Il “come se” affermato in molte narrazioni di genitori adottivi nasconde forse un tentativo di sentirsi legittimati nel ruolo genitoriale? O piuttosto, come ha individuato una dei partecipanti, è un modo per ribadire il senso di appartenenza? O ancora è una sorta di autoconvincimento per conferire autorevolezza alla relazione? Come ha sottolineato una delle mamme presenti “Io mi sento mamma indipendentemente dal fatto che mio figlio mi riconosca questo ruolo. Così come sentirsi figlio dipende da lui, sentirmi mamma dipende da me”. E di nuovo ritorna il motivo dell’amore incondizionato: “ti amo anche se dovessi scegliere diversamente dall’essere nostro figlio”.
Con l’adozione insieme al figlio, nascono una mamma e un papà. Il bambino è una risposta nuova a un percorso nuovo. Ed è un percorso che dura tutta la vita. Anche perché le differenze somatiche costringono a raccontarsi e a ribadire l’appartenenza, da piccoli così come da adulti, e anche nei momenti in cui non ci si pensa. Francisca ha raccontato che da grande, accanto al padre disabile, aveva l’impressione di essere percepita come la sua badante (“Anzi mi è capitato, anche in un momento drammatico come quando era ricoverato in ospedale per una malattia terminale”) o la sua fidanzata straniera.
Le differenze devono essere riconosciute e valorizzate, accettando che per i figli adottivi ci sia una sorta di danza tra le appartenenze e che a momenti di orgoglio e rivendicazione delle propri origini se ne alternino altri in cui questa diversità venga messa in un cassetto per il bisogno di sentirsi un po’ “trasparenti”.
Infine, si è parlato di due sentimenti molto presenti nel racconto dell’adozione, ovvero la rabbia e a gratitudine.
La rabbia verso i genitori biologici per la ferita dell’abbandono e verso i genitori adottivi per i silenzi e i segreti tenuti nascosti. Ma anche la trasformazione di questa rabbia in energia, impulso vitale e comprensione, nella consapevolezza che l’abbandono non è facile neanche per chi lo mette in atto.

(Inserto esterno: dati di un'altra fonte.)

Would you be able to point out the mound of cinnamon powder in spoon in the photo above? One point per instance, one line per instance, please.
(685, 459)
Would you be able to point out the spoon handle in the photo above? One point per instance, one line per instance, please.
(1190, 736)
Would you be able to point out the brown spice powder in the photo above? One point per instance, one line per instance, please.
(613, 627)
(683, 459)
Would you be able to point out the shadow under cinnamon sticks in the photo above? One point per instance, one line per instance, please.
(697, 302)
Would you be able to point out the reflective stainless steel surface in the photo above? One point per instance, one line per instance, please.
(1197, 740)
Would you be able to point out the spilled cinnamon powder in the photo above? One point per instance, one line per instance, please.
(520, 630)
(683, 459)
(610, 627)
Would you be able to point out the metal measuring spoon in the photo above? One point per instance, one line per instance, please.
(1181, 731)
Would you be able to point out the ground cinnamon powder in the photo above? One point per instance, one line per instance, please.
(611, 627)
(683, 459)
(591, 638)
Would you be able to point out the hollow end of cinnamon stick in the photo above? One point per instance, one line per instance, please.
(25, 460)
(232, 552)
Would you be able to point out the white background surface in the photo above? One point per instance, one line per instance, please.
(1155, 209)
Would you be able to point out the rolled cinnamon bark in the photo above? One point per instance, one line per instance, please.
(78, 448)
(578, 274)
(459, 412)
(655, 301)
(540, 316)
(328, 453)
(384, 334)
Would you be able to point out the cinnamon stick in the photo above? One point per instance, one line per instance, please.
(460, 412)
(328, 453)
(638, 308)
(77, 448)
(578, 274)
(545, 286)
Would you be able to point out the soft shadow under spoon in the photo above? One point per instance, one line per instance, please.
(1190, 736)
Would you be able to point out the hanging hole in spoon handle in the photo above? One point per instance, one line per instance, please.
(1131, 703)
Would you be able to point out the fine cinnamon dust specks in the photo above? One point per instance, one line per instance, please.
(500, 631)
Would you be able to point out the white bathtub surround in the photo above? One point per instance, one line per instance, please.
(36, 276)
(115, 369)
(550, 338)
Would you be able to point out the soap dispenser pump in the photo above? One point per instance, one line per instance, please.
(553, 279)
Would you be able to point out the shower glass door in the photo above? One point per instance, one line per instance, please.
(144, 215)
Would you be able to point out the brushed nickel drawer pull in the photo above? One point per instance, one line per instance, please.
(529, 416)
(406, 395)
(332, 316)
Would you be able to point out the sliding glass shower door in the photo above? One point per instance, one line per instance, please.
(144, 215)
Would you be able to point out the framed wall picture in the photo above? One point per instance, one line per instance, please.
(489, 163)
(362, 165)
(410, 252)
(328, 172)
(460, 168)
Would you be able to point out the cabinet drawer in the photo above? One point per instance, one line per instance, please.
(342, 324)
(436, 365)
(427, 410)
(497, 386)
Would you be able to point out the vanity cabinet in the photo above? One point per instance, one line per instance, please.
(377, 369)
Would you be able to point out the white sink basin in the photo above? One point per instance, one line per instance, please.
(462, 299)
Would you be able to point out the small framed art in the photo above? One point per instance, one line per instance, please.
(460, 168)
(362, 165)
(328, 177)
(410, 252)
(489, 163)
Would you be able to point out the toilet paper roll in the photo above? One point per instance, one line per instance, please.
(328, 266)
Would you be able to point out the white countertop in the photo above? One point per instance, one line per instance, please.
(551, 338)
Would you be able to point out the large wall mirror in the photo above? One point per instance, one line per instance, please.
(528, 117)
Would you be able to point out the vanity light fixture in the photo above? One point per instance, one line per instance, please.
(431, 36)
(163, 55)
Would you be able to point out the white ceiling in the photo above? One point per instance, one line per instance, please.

Per quanto riguarda la gratitudine, è quasi un sentimento indotto per il fatto stesso di essere stati adottati e quindi “salvati”: quanto questa riconoscenza influenza il rapporto genitore-figlio? Quanto pesa e sbilancia la relazione?
Enzo ha risposto, rilanciando con un invito alla riflessione sul fatto che sia importante chiedersi soprattutto “chi” salvi “chi” attraverso l’adozione.
A questo proposito, facendo tesoro della sua pluridecennale esperienza con i ragazzi del carcere minorile, il nostro Presidente Don Domenico Ricca ha chiuso il pomeriggio commentando che l’adozione non è di per sé un’esperienza “salvifica a priori”; ha una dimensione realmente costruttiva solo se tutti i componenti della relazione (genitori e figli) riescono a costruire insieme un progetto di famiglia in cui il figlio riesca a far germogliare tutte le sue potenzialità. Quindi nessuno può o deve salvare nessuno, ma ci si può salvare solo tutti insieme.